Across emergency departments, just 68.9% of patients in England were seen within four hours in November, down from 69.3% in October, which was the worst performance on record.
The target is for at least 95% of patients attending A&E to be admitted, transferred or discharged within four hours.
There were 37,837 people who waited longer than 12 hours in in A&E departments in England in November, down 14% from the record 43,792 in October.
The number waiting at least four hours from the decision to admit to admission also fell from a record 150,922 in October to 143,949 in November.
According to the data, ambulances in England outside London took an average of 48 minutes and eight seconds in November to respond to emergency calls.
While down from an average of one hour, one minute and 19 seconds in October, this remains well above the target of 18 minutes.
NHS is ‘bursting at the seams’
Danielle Jefferies, analyst at The King’s Fund, said the figures showed “an NHS bursting at the seams” as services head into winter struggling to meet sharply rising demand while keeping patients safe.
“Improving ambulance delays has been a government priority for some time,” Jefferies said.
“But today’s numbers show that one in seven ambulances are delayed by more than an hour as they wait for stretched A&E teams to assess patients. Even after a patient’s condition has been deemed serious enough to warrant admission, 38,000 patients are stuck in A&E for over 12 hours because hospitals are too full to admit them.”
According to Jefferies, problems at the hospital front door are indicative of issues at the back door.
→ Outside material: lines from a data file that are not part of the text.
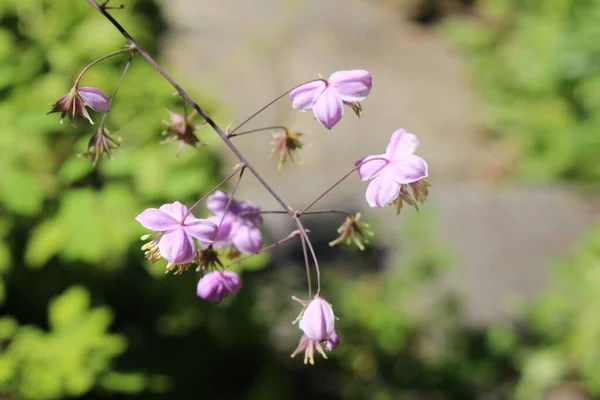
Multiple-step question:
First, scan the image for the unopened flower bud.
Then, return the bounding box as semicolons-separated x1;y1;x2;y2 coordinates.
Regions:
329;213;373;250
162;109;202;153
393;178;431;214
48;87;110;124
196;271;242;304
298;295;335;342
269;128;303;169
325;330;340;351
79;127;121;167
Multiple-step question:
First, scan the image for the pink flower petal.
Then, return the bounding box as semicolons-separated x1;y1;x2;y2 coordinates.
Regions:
366;172;400;207
158;227;196;264
386;155;427;183
160;201;187;222
313;86;344;129
329;69;373;103
298;297;335;342
385;129;419;160
77;87;108;113
183;215;217;244
354;154;388;181
230;224;262;253
135;208;179;231
206;190;229;215
290;80;327;111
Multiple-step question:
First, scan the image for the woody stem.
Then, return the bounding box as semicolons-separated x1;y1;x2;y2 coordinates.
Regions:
229;125;287;138
73;46;135;88
297;157;388;216
225;231;300;269
183;165;245;217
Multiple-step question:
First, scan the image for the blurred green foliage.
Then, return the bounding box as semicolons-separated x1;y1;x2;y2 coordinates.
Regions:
448;0;600;183
0;0;600;400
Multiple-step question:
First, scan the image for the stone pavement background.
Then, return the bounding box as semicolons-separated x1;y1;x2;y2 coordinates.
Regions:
158;0;596;324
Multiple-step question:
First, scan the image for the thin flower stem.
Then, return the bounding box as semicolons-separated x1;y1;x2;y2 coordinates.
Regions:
215;168;245;237
73;46;135;88
229;125;287;139
86;0;294;217
224;231;300;269
225;80;325;136
98;51;135;129
183;165;245;221
294;222;312;300
296;157;387;216
294;217;321;299
245;209;354;217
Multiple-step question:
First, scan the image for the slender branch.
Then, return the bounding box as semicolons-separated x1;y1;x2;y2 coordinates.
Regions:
183;165;245;217
229;125;287;139
229;78;318;136
98;51;135;129
294;217;321;299
239;209;354;217
294;222;312;300
86;0;294;217
73;46;135;88
225;231;300;269
215;168;245;237
296;157;388;216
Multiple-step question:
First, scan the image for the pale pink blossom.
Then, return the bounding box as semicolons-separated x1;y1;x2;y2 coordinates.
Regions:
290;69;373;129
355;129;427;207
135;201;217;264
196;271;242;304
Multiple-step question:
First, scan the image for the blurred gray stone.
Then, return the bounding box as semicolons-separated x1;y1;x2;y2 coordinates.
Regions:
163;0;592;323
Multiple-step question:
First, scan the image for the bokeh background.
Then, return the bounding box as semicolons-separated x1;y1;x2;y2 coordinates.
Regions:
0;0;600;400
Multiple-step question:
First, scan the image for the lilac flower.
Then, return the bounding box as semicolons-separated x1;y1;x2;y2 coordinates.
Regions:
290;335;327;365
355;129;427;207
206;190;262;253
325;330;340;351
196;271;242;304
298;295;335;342
135;201;217;268
48;87;110;124
290;69;373;129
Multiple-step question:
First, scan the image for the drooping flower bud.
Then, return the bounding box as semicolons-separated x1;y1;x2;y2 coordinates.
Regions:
393;178;431;214
269;128;304;170
298;295;335;342
48;87;110;124
329;213;373;250
78;127;121;167
325;330;340;351
196;271;242;304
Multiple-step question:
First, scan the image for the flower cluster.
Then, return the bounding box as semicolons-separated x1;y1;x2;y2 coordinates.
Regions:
50;17;429;364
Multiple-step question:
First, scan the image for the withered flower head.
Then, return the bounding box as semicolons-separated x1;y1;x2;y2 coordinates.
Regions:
329;213;373;250
48;87;109;124
161;109;202;153
393;178;431;214
269;128;304;169
79;127;121;167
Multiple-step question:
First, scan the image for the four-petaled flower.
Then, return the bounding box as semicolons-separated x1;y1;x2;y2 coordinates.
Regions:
206;190;262;253
196;271;242;304
135;201;217;268
290;69;373;129
355;129;427;207
48;87;109;124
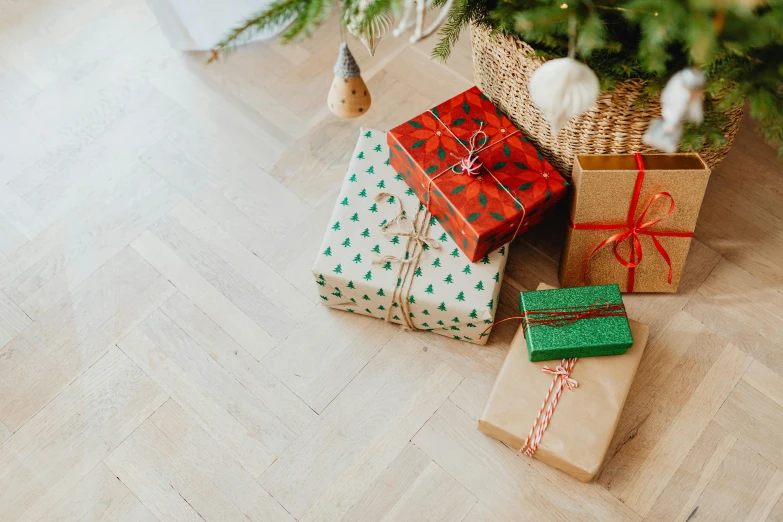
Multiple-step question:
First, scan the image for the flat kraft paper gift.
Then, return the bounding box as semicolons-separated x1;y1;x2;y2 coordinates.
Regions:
388;87;568;261
478;285;648;482
312;129;507;344
560;154;710;292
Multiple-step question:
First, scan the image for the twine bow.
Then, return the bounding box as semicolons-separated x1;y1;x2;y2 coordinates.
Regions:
571;152;693;292
481;299;627;336
373;192;440;264
425;109;527;241
541;363;579;390
454;128;489;177
373;192;440;330
519;358;579;457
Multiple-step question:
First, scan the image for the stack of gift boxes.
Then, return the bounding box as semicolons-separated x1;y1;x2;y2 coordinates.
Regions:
313;87;709;481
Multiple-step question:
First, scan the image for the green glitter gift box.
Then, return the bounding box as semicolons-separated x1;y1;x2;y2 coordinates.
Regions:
519;285;633;361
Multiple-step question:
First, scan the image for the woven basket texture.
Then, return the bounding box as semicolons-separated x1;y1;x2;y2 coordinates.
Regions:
471;25;742;176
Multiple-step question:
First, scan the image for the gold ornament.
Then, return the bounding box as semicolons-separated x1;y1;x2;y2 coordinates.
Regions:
327;42;371;118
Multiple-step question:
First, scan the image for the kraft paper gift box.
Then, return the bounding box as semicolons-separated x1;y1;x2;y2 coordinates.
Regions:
388;87;568;261
519;285;633;361
312;129;507;344
478;285;648;482
560;154;710;292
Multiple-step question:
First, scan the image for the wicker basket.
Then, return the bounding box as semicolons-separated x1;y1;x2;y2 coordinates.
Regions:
471;26;742;175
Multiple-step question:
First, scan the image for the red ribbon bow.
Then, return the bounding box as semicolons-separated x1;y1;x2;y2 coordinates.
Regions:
571;152;693;292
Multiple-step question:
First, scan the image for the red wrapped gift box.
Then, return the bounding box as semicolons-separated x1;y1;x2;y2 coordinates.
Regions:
387;87;568;261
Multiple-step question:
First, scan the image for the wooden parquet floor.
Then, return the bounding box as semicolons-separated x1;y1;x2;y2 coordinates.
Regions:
0;0;783;522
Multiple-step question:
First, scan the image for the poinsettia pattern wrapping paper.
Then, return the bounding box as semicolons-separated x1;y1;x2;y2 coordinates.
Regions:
388;87;568;261
312;129;508;344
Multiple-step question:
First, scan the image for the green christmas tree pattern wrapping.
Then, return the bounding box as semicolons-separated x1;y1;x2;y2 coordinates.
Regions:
519;285;633;361
312;129;507;344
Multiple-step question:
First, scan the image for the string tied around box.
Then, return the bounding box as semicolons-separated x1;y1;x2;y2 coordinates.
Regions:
570;152;693;292
425;109;527;241
519;357;579;457
481;299;628;336
373;192;440;330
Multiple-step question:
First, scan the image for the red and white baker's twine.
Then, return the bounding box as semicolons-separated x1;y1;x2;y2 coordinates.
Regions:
427;110;527;241
519;357;579;457
452;129;489;176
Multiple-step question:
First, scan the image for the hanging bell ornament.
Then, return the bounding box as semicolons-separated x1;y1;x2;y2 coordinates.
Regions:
527;57;600;136
345;0;394;56
642;67;707;154
327;42;371;118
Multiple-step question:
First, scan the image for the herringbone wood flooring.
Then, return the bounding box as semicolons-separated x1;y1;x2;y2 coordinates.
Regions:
0;0;783;522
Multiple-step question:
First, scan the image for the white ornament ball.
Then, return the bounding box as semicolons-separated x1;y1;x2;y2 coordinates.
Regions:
527;58;600;136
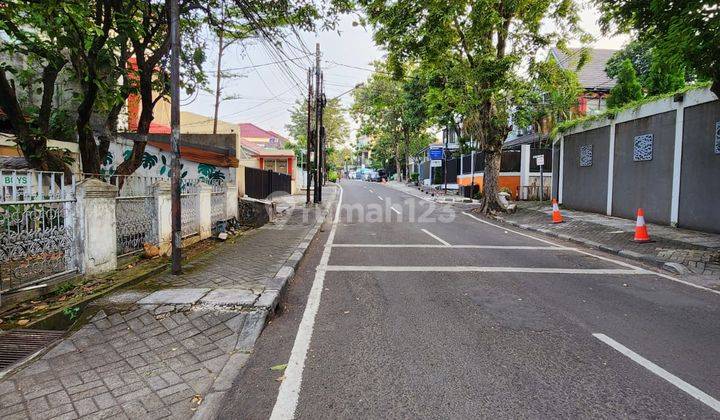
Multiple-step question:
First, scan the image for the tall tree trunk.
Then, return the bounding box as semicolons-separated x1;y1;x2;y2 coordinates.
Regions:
480;150;505;213
400;128;410;182
38;62;65;135
75;75;104;175
115;68;156;175
395;142;402;181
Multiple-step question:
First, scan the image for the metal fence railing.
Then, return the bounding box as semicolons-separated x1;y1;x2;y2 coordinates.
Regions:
0;170;77;292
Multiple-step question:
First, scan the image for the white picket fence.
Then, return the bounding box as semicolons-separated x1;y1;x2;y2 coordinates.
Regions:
0;170;237;293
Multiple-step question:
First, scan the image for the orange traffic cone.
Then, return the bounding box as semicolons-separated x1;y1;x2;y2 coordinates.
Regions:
553;198;563;223
633;209;650;243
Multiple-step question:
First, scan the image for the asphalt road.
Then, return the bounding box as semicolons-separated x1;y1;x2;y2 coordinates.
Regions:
222;181;720;419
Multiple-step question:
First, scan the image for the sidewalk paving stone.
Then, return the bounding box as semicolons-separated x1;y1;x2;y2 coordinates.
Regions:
0;188;337;419
138;288;210;305
498;202;720;287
“The number of patients stuck in hospital despite being well enough for discharge remains alarmingly high at 13,300 – 30% higher than this time last year,” Jefferies continued.
“People are being stranded in hospital because of a long-term lack of investment in social care and NHS community services.
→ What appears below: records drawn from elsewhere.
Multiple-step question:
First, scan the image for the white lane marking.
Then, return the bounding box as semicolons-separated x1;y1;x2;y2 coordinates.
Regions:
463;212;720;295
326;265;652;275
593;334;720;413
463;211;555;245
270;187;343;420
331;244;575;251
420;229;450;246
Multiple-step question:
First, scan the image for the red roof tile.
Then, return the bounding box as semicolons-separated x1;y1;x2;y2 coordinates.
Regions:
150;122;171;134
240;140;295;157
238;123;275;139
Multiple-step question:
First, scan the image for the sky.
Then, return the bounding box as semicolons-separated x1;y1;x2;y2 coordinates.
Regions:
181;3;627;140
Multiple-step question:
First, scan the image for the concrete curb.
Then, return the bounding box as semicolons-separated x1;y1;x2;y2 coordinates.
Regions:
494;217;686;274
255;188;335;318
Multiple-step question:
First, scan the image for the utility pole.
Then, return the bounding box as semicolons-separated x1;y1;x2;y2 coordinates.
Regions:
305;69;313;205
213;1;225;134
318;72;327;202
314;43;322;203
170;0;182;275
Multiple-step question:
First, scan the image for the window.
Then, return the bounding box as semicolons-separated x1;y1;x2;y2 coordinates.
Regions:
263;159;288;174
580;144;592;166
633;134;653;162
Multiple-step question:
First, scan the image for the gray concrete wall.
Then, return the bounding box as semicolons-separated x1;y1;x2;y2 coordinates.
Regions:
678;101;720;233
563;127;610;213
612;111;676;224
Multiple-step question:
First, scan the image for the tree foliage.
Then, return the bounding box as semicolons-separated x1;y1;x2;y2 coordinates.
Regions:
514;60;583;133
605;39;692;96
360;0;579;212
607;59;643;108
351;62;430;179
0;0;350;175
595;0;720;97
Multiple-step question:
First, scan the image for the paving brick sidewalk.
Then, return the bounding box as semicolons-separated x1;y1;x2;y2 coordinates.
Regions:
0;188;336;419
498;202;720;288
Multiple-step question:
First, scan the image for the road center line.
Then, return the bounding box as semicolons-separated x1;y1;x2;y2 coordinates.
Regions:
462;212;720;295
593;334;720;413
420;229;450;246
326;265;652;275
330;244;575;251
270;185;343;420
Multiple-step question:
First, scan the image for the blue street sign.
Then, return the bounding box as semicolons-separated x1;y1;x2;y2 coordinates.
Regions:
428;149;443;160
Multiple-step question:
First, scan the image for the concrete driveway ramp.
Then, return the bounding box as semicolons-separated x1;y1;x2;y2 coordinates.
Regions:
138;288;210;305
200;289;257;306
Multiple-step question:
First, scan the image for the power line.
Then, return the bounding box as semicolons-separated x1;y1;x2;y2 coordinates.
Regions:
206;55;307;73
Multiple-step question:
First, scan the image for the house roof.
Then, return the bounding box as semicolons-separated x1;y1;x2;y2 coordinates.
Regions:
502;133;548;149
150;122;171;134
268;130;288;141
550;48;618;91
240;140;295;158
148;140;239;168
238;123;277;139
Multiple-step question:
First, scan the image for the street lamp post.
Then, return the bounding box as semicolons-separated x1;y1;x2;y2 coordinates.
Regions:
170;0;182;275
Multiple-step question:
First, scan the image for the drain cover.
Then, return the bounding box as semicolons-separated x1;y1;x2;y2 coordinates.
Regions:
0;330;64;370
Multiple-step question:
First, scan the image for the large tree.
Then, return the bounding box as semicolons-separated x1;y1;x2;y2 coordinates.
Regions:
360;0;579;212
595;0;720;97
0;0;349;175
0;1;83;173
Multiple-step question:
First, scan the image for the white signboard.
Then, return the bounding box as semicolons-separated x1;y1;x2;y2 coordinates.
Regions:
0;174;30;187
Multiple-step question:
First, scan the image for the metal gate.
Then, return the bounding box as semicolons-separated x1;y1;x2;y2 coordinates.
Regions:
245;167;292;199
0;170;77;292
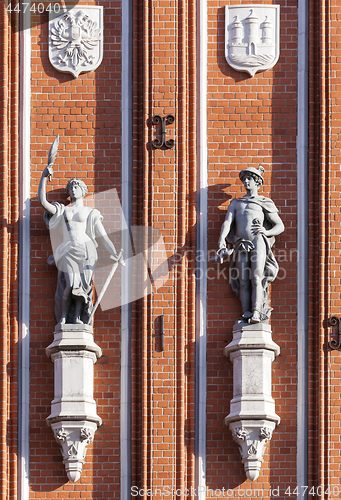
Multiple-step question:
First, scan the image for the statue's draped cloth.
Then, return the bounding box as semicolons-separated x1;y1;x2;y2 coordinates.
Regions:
44;203;102;323
226;196;279;320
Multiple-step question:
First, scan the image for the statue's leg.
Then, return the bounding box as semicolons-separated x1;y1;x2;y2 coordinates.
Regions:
250;235;266;323
59;273;72;325
236;250;252;319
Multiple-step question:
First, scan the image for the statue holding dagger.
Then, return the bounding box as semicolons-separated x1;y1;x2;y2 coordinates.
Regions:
38;135;124;325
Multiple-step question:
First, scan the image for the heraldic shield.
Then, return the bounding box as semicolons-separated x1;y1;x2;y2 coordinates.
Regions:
49;5;103;78
225;5;279;76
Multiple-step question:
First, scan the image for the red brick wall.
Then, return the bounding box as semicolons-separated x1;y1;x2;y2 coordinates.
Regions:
206;0;297;492
30;1;121;499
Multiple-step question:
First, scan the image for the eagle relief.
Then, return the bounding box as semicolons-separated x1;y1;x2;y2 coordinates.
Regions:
225;4;280;76
49;5;103;78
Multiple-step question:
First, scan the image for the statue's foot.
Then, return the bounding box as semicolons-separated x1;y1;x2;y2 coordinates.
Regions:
250;310;260;323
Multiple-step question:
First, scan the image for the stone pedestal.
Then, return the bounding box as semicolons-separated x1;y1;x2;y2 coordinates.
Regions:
46;324;102;482
224;323;280;481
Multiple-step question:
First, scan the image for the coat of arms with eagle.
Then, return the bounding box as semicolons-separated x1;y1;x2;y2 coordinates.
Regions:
49;6;103;78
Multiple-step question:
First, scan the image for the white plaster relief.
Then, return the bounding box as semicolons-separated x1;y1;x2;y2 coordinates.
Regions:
49;6;103;78
225;4;279;76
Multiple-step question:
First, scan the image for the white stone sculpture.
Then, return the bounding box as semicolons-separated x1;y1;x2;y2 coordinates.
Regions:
38;136;125;482
49;5;103;78
224;323;280;481
214;167;284;481
46;324;102;482
225;5;279;76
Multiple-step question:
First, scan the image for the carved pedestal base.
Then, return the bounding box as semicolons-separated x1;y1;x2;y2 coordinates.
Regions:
46;325;102;482
224;323;280;481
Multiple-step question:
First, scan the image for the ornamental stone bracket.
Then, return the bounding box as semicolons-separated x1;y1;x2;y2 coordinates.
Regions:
224;323;280;481
46;324;102;482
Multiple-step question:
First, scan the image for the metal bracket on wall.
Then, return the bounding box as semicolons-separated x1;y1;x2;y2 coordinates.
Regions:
328;316;341;350
152;115;175;149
“It is easy to become numb to dire NHS performance figures, but the health service really is facing the toughest pressures since modern records began. Industrial action is imminent, more than 50,000 NHS staff are off due to illness, cold weather is biting, and Covid-19, Strep A and other winter viruses will likely increase demand for services.
“All combined, this puts immense strain on staff in health and care services who are having to go above and beyond to support patients. Sadly, there are no immediate solutions or quick fixes; these are widespread issues that will require actions across the whole health and care system and it will take time for any improvements to be felt by patients,” Jefferies added.
‘Unacceptable’ wait times
Professor Philip Banfield, chairman of council at the British Medical Association said the government had watched wait times grow higher and higher for too long, adding three in 10 patients waiting more than four hours to be seen in A&E was “unacceptable”.
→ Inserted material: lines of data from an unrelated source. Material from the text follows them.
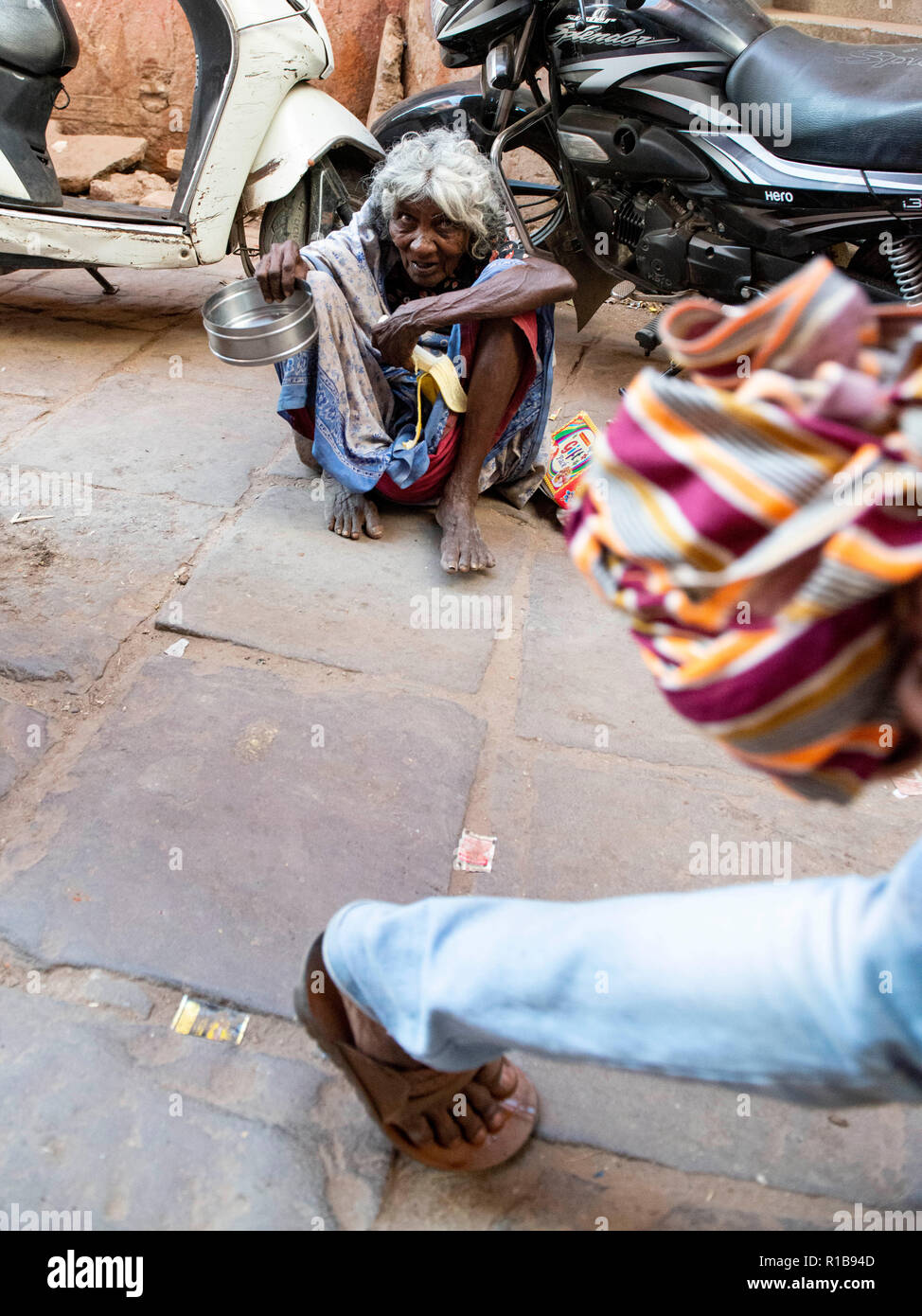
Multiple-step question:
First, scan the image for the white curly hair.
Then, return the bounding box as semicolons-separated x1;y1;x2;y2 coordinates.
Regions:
365;128;506;259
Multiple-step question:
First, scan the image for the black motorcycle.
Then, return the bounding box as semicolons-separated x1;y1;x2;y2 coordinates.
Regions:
372;0;922;334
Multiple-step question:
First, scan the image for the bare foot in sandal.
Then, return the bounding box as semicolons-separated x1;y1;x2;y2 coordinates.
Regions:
342;996;518;1147
294;935;538;1170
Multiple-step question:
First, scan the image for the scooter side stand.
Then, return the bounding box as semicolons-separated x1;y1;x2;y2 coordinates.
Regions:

“Staff are exhausted, burned out, and terrified of starting the next shift knowing they can’t give the kind of care they are trained for and that patients might come to harm as a result,” he said.
“We desperately need more staff to alleviate these pressures, and more resource put into social care to help free-up hospital capacity. Without this, patients will continue to suffer, and existing staff will be pushed to the brink and leave the NHS for good.”
Banfield added it was remarkable that hard-working staff were able to increase the number of patients getting diagnostic tests in October, and that they managed to cut the number of people waiting more than 12 hours for a bed after a decision to admit.
“However, the figure of 37,837 is still one of the highest on record, and in what world should anyone have to wait more than 12 hours for a hospital bed?” he continued.
“This is no longer a question of how we can improve the health service, but of how we can stop it from collapsing further – because it will collapse even more widely if nothing is done.
“Staff shouldn’t be finding a place to cry mid-shift, patients shouldn’t be waiting in corridors in pain for hours or sometimes days, and it shouldn’t be a lottery about whether an ambulance gets to an emergency in time. Our NHS is strained beyond breaking point, and the government is running out of time to fix it.”